Pulling network-online.target as prerequisite target slows down starting services


#1

snapd puts network-online.target as prerequisite in the systemd units it creates. This in turn pulls systemd-networkd-wait-online.service, which calls /lib/systemd/systemd-networkd-wait-online.

This command waits for interfaces managed by networkd to be up, with a timeout of 2 minutes. In case any of those interfaces is not brought up, there will be a 2 minute delay for the service to be started.

Quoting https://www.freedesktop.org/wiki/Software/systemd/NetworkTarget/ :

It is strongly recommended not to pull in this target too liberally: for example network server software should generally not pull this in (since server software generally is happy to accept local connections even before any routable network interface is up), it’s primary purpose is network client software that cannot operate without network.

it looks like this target should not be usually needed. Note also that this target does not provide a lot of guarantees, as for instance in systems where the network-manager snap is installed, when it finishes there will not be any interface configured anyway, as networkd does not manage them.

I suggest to either remove this target or maybe substitute with one with softer requirements, like network.target.


#2

This can also get in the way when there is a default eth0 connection (like there sadly is hardcoded in core images to make them work in cloud environments) but you boot with the cable disconnected


#3

Thanks for looking into this! If we would remove the prereq on network-online, would existing snaps break?


#4

@mvo, some snaps may break, if they try to access the network right when starting the service, and they do not retry. But imho those snaps are already broken, as they would not work properly if, say, you start the service with the ethernet cable disconnected. So even today they will not work as expected some times.
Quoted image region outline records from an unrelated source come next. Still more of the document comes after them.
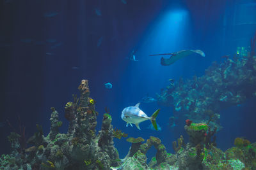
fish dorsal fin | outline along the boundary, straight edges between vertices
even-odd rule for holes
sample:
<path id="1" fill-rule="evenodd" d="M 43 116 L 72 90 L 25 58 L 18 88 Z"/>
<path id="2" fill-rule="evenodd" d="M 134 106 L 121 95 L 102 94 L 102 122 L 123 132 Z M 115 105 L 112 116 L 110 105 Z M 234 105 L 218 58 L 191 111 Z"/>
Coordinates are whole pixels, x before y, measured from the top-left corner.
<path id="1" fill-rule="evenodd" d="M 136 105 L 135 105 L 135 107 L 139 108 L 140 104 L 140 103 L 137 103 Z"/>
<path id="2" fill-rule="evenodd" d="M 137 127 L 137 128 L 138 128 L 139 130 L 140 130 L 140 126 L 139 126 L 139 124 L 136 124 L 135 125 L 136 125 L 136 126 Z"/>

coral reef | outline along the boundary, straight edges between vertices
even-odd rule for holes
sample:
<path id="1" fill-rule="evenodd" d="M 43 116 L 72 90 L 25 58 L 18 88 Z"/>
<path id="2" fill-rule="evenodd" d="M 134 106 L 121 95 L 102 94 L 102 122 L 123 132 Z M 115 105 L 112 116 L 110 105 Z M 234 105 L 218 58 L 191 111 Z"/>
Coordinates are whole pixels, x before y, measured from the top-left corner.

Also, note that if the network-manager snap is installed, a service will not get connectivity even after waiting for network-online.target (unless it has been lucky and NetworkManager has already started). As we have not seen this sort of problems, my guess is that the number of snaps that could be affected if the dependency is removed is probably small.


#5

@abeato I think this is a good suggestion, however if we remove this, for images without NetworkManager, there’s no good way for a snap to declare this target dependency anymore. My vote would be to not remove this until it’s possible to declare such a dependency. Another alternative would be to make this configurable via a core snap config setting.

Note - this is related to the fact that snaps cannot declare dependencies on system targets or targets belonging to another snap.


#6

@awe the point here is that this default dependency does not make sense in most, if not all, of the cases. This is due to the fact that it does not really guarantee that you end up with network connectivity, and in any case a service that fails just because there is no connectivity right when it starts is buggy.

Note that with the dependency we can very easily add 2 minutes to the start-up time of a service. Simply starting a device with one of its ethernet ports unplugged would make this happen.

Because of this, I think that the dependency should be removed, regardless of whether snapd supports in the future configuring service dependencies.


#7

@abeato According to the systemd link you shared, NetworkManager can be configured to work with this target, however it’s doubtful this is supported by the network-manager snap.

Since we can’t guarantee that changing this won’t break existing snaps, my recommendation would be to put this under control of a core snap configuration setting for UC16, and then default the setting to false for UC18.


#8

@awe seems sensible to me. @mvo what do you think about this?


#9

I pushed a global version under https://github.com/snapcore/snapd/pull/5746 - it will unconditionally change the setting. We could try it in edge for a while. The risk seems to be small but making it conditional on the base (or a config setting) is certainly an option.